Implied probability: 1 / decimal odds. So 2.50 implies 1/2.50 = 40%.
This is the cleanest format for math. Multiplying, dividing, and comparing odds is trivial in decimal. It's also what prediction markets use — a contract at $0.40 is equivalent to decimal odds of 2.50.
Fractional odds
Fractional odds show profit relative to stake.
- 3/2 means $3 profit for every $2 wagered. Equivalent to +150 or 2.50 decimal.
- 1/4 means $1 profit for every $4 wagered. Equivalent to -400 or 1.25 decimal.
Implied probability: denominator / (numerator + denominator). So 3/2 implies 2/5 = 40%.
Fractional odds are falling out of favor outside of UK racing. They're harder to compare at a glance and awkward for parlay calculations.
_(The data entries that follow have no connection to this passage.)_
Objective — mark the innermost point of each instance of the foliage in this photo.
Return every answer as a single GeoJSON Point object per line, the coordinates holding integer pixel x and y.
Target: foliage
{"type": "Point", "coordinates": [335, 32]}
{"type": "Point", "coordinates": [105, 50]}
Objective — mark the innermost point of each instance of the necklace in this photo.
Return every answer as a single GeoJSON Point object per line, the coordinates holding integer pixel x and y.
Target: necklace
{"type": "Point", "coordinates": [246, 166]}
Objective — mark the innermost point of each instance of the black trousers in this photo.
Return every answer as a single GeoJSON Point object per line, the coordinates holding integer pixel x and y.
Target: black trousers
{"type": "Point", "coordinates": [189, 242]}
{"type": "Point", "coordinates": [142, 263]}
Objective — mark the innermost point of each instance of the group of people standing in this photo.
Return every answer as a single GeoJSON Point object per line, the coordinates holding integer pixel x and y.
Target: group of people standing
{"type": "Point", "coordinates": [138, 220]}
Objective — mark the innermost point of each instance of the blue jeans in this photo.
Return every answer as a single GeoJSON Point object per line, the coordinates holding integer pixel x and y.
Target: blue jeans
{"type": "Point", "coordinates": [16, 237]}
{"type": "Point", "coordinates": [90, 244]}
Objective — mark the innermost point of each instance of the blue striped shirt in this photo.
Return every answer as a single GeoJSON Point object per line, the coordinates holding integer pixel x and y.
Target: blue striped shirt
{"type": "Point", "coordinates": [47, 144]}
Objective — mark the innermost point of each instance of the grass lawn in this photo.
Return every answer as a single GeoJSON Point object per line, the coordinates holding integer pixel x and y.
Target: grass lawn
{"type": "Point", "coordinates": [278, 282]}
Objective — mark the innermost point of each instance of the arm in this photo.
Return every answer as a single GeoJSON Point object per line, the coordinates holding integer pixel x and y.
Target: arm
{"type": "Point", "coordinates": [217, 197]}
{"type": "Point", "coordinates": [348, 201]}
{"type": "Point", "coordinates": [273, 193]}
Quick conversion reference
| American | Decimal | Fractional | Implied Prob |
|---|---|---|---|
| +200 | 3.00 | 2/1 | 33.3% |
| +150 | 2.50 | 3/2 | 40.0% |
| +100 | 2.00 | 1/1 | 50.0% |
| -150 | 1.667 | 2/3 | 60.0% |
| -200 | 1.50 | 1/2 | 66.7% |
Which format should you use?
Decimal. Always decimal for any calculation — EV, Kelly, parlays, anything. American odds are fine for reading a US sportsbook, but convert to decimal before you do math.
The odds converter handles all three formats instantly. If you're moving between sportsbooks and prediction markets, the market converter translates between contract prices and traditional odds.
If you're comparing prices across sportsbooks and prediction markets, read sportsbooks vs prediction markets for a full breakdown of how each platform works.
Don't let format differences slow you down. The edge is in the numbers, not the notation.